Quote and Content Endpoints

  • GET /v1/quotes/summary (admin)
  • GET /v1/quotes (admin)
  • GET /v1/quotes/{id} (admin)
  • POST /v1/quotes (admin)
  • PUT /v1/quotes/{id} (admin)
  • GET /v1/content/quote-of-the-day (public)
  • Canonical HTTP registration now resolves through backend/app/api/http/quotes.py and backend/app/api/http/content.py.
  • Quote request parsing, pagination/filter normalization, and error mapping now flow through backend/app/application/quote_management_service_app.py.
  • content remains intentionally thin and continues to delegate quote-of-the-day resolution directly to the quote service.

Canonical service notes: backend/README.md.
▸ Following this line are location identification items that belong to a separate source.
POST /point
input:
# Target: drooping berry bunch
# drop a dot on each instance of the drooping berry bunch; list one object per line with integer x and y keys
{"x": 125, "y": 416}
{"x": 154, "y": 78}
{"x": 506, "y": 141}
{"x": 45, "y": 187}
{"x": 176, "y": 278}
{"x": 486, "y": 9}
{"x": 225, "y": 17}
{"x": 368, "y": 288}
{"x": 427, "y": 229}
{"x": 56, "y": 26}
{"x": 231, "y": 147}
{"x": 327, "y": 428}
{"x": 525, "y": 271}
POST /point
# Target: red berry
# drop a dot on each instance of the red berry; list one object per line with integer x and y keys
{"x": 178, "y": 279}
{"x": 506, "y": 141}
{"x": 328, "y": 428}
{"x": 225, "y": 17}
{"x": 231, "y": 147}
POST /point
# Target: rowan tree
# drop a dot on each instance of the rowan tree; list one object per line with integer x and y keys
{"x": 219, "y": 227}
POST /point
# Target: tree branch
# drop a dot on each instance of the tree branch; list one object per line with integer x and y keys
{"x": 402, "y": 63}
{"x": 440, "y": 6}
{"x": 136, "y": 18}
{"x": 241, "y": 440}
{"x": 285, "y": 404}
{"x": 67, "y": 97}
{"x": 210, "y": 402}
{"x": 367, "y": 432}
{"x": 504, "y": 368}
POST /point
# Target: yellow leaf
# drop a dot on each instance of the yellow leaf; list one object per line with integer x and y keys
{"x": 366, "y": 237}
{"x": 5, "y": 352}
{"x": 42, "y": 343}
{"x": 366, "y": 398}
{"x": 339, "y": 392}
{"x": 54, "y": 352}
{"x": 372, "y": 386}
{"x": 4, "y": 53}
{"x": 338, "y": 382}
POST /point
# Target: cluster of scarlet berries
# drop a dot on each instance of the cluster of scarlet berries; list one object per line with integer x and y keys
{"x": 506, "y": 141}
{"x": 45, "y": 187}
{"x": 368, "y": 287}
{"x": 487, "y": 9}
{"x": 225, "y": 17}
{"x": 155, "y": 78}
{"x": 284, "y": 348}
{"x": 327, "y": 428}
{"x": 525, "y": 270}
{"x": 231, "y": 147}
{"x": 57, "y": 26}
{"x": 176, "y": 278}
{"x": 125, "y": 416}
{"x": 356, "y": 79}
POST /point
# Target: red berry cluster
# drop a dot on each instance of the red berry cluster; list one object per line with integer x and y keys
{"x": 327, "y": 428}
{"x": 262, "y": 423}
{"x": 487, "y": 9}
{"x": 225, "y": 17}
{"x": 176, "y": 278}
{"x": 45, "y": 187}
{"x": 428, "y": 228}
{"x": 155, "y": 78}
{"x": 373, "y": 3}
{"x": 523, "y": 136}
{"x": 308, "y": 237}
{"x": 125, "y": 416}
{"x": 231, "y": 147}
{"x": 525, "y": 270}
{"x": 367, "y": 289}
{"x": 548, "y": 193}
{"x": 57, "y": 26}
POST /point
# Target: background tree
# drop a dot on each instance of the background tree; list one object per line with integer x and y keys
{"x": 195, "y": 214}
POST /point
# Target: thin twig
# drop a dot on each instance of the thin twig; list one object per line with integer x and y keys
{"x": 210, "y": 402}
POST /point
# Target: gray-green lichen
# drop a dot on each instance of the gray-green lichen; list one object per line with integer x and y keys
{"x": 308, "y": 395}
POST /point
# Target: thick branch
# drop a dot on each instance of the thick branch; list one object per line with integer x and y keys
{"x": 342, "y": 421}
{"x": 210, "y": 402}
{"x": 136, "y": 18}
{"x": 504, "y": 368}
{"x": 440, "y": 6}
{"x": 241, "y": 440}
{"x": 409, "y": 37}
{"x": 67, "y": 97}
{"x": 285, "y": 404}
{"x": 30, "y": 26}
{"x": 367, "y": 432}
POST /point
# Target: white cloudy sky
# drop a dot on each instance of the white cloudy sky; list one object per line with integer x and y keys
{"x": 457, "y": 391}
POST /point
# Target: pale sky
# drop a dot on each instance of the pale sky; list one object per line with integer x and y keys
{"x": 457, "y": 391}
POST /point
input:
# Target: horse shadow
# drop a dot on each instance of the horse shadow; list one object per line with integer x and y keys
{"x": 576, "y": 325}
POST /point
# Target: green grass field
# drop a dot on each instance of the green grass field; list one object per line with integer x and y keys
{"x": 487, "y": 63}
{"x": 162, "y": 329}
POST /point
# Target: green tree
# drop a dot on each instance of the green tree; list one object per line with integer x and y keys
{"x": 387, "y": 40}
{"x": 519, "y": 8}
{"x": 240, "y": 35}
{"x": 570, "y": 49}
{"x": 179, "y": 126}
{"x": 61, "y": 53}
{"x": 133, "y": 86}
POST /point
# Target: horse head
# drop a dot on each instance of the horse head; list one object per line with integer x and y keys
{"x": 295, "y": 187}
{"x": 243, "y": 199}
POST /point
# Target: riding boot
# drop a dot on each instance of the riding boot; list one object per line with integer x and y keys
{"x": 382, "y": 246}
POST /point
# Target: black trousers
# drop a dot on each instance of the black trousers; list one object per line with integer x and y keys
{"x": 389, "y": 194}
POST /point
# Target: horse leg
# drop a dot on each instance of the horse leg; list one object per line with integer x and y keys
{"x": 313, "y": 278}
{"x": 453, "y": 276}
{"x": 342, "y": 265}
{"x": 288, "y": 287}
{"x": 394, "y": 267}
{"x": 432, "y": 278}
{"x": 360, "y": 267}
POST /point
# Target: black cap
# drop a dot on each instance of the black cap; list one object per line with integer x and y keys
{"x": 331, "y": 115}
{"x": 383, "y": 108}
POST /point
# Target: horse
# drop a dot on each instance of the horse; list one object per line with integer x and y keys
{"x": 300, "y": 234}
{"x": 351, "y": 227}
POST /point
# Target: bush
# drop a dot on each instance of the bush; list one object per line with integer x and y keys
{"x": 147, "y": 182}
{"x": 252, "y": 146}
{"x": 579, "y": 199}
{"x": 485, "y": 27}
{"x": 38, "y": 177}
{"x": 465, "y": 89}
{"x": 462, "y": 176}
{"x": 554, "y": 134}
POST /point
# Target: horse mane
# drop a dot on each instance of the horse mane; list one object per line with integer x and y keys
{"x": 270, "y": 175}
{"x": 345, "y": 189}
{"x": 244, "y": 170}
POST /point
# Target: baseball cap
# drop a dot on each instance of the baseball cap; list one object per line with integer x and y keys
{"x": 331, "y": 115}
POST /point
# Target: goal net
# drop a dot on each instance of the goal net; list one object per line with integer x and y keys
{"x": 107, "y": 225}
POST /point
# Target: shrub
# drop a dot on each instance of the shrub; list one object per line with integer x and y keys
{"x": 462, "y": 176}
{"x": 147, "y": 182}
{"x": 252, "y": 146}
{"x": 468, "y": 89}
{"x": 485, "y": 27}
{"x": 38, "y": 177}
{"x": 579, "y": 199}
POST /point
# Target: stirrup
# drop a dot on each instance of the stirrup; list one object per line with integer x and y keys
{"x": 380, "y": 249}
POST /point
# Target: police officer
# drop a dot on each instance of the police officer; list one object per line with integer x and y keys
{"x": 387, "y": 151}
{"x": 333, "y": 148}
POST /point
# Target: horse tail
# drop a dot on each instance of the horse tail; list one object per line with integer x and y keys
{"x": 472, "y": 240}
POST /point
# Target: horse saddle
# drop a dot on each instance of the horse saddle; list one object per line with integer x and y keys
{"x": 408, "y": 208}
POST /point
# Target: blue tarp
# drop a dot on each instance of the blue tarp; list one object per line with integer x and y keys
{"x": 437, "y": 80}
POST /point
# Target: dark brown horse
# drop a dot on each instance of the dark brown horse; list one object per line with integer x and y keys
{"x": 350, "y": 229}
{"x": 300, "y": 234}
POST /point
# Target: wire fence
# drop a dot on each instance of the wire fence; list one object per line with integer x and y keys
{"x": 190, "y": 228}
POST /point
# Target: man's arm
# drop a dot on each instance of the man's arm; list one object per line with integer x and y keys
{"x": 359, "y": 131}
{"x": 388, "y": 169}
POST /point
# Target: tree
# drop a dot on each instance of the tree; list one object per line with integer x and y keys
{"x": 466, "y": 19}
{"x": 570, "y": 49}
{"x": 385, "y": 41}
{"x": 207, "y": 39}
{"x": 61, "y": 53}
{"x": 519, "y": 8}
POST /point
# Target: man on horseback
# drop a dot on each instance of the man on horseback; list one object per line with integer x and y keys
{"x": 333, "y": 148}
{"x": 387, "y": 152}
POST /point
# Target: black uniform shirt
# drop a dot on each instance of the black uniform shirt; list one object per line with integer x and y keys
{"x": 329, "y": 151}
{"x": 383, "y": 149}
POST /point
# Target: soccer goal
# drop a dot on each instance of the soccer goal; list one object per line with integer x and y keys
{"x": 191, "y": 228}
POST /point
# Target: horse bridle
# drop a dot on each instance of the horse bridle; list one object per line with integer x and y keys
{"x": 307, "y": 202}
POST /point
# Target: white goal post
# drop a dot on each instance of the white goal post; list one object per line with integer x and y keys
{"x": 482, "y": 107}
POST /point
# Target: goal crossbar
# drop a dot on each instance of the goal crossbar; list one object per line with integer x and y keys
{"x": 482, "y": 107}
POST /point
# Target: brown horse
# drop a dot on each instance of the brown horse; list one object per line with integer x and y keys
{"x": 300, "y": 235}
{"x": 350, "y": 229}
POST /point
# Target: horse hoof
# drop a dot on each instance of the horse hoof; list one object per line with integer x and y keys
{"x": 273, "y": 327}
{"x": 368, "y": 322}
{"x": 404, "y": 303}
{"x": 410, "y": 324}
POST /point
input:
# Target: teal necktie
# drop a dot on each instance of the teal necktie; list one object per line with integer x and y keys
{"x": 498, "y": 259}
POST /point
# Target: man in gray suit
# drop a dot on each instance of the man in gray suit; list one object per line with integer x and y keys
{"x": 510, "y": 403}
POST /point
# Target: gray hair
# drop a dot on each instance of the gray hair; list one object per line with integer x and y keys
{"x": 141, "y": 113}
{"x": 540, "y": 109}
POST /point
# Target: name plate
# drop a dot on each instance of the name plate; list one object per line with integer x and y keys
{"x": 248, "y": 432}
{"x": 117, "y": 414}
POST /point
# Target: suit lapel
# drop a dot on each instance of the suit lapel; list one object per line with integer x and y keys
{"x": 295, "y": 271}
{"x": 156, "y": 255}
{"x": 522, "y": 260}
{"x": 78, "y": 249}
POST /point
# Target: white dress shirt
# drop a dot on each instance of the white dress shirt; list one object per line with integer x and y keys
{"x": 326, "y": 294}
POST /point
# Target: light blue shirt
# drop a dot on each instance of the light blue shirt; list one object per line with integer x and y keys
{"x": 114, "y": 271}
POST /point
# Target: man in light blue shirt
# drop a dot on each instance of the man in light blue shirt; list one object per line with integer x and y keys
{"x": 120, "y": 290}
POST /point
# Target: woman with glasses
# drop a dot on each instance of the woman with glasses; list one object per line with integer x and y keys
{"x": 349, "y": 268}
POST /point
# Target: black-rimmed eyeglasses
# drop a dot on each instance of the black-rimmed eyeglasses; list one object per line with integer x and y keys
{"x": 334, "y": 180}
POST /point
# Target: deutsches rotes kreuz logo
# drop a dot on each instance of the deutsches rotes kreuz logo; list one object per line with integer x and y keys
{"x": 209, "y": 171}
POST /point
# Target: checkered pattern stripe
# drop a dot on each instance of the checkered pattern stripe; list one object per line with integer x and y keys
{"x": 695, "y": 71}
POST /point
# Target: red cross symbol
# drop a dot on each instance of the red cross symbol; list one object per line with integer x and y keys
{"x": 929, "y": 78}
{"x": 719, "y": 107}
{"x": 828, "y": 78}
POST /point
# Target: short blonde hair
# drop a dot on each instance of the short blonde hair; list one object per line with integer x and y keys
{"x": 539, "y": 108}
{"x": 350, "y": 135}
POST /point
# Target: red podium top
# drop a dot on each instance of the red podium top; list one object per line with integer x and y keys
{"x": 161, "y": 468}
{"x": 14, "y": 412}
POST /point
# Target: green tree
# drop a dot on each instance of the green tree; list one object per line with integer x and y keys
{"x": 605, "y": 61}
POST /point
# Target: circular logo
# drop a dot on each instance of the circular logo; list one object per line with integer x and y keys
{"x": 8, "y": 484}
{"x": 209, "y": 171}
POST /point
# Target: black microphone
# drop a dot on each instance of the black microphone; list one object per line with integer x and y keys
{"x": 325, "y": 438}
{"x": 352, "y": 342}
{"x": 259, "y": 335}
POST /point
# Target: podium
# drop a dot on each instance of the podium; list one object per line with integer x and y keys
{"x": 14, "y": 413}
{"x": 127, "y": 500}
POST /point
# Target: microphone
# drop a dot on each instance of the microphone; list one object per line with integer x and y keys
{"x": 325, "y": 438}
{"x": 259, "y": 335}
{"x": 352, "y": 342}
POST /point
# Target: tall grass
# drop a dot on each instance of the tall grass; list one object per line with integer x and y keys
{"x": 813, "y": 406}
Execution contract details: docs/services/agent_execution_contract.md.

Config Source of Truth

  • Backend config module: backend/app/config.py
  • get_auth_config() for auth + DB + service integration settings.
  • get_backend_runtime_config() for runtime-only settings used by health/voice/runtime checks.
  • Agent engine config module: agent_engine/app/config.py
  • get_config() for engine DB/runtime/service-token settings.

Owner: Backend maintainers. Update cadence: whenever API routes, contracts, or service integrations change.